In diesem Pandemie-Sommer 2020 ist es ratsam, die Ferien im eigenen Land zu verbringen. Gerade auch aus literarischer Sicht bieten sich zauberhafte Tagestouren an. Auf 20 literarischen Tagestouren können Leser*innen einen ganz anderen Zugang finden zum Werk eines Schriftstellers oder einer Schriftstellerin. Im Buch „Literarisches Reisefieber“ (AS Verlag, 240 Seiten) präsentiert die Zürcher Autorin Ursula Kohler 20 Tagestouren, immer auf den Spuren von Schweizer Schriftstellerinnen und Schriftstellern.
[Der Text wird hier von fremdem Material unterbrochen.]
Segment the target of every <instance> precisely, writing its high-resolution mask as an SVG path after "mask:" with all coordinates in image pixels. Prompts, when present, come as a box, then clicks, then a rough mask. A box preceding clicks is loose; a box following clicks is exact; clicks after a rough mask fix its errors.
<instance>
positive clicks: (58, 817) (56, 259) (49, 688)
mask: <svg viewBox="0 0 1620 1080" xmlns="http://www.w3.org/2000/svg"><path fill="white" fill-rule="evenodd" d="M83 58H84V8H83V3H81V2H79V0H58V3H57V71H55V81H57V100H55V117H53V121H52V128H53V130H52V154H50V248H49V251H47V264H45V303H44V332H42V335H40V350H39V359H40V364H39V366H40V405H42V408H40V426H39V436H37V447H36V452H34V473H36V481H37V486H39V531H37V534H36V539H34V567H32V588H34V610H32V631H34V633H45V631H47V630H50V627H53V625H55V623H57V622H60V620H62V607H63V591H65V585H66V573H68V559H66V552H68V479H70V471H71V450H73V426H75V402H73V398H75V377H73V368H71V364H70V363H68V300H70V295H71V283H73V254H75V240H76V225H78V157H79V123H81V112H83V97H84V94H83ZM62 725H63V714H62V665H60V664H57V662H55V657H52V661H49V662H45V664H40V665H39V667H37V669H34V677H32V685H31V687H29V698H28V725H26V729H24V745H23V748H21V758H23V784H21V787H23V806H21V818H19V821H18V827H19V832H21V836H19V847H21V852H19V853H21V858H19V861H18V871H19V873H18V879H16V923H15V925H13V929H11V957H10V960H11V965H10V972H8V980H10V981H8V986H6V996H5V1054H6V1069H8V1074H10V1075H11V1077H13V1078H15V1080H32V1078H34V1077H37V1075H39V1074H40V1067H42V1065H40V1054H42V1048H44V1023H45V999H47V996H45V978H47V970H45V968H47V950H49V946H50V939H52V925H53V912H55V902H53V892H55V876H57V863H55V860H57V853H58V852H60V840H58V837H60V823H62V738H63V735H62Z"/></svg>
Literarische Sehnsuchtsorte. Eine dieser Tagestouren führt uns zum Beispiel zum geheimnisvollen Ulrich Bräker, dem armen Mann im Toggenburg. Wir lernen das Leben in früherer Zeit kennen, und man kommt auf dieser Tour überall dort vorbei, wo der Schriftsteller seine Jugendzeit verbracht hat. Eine andere Tagestour führt uns ins Bündnerland. Insbesondere in der Region rund um Davos lässt sich trefflich wandern auf den Spuren des Schriftstellers Jürg Federspiel. Auf diese Weise reisen wir in ganz unterschiedliche Regionen der Schweiz, in die Deutschschweiz, in die Romandie und auch ins Tessin. Häufig flaniert die literarisch interessierte Leserschaft dabei durch attraktive Ortschaften, die in einem Roman oder in einer Erzählung vorkommen.
Schriftsteller-Kolonien im Süden. Häufig hat es Schweizer Schriftsteller zwecks Tapetenwechsel und Inspiration in den Süden gezogen. Das Tessin war zu allen Zeiten ein begehrter Sehnsuchtsort, insbesondere für Künstler und Literaten, die für ihre Arbeit Ruhe suchten und neue Schreiblust. Vor allem im frühen 20. Jahrhundert war der Monte Verità bei Ascona der Sehnsuchtsort für Künstler und Literaten.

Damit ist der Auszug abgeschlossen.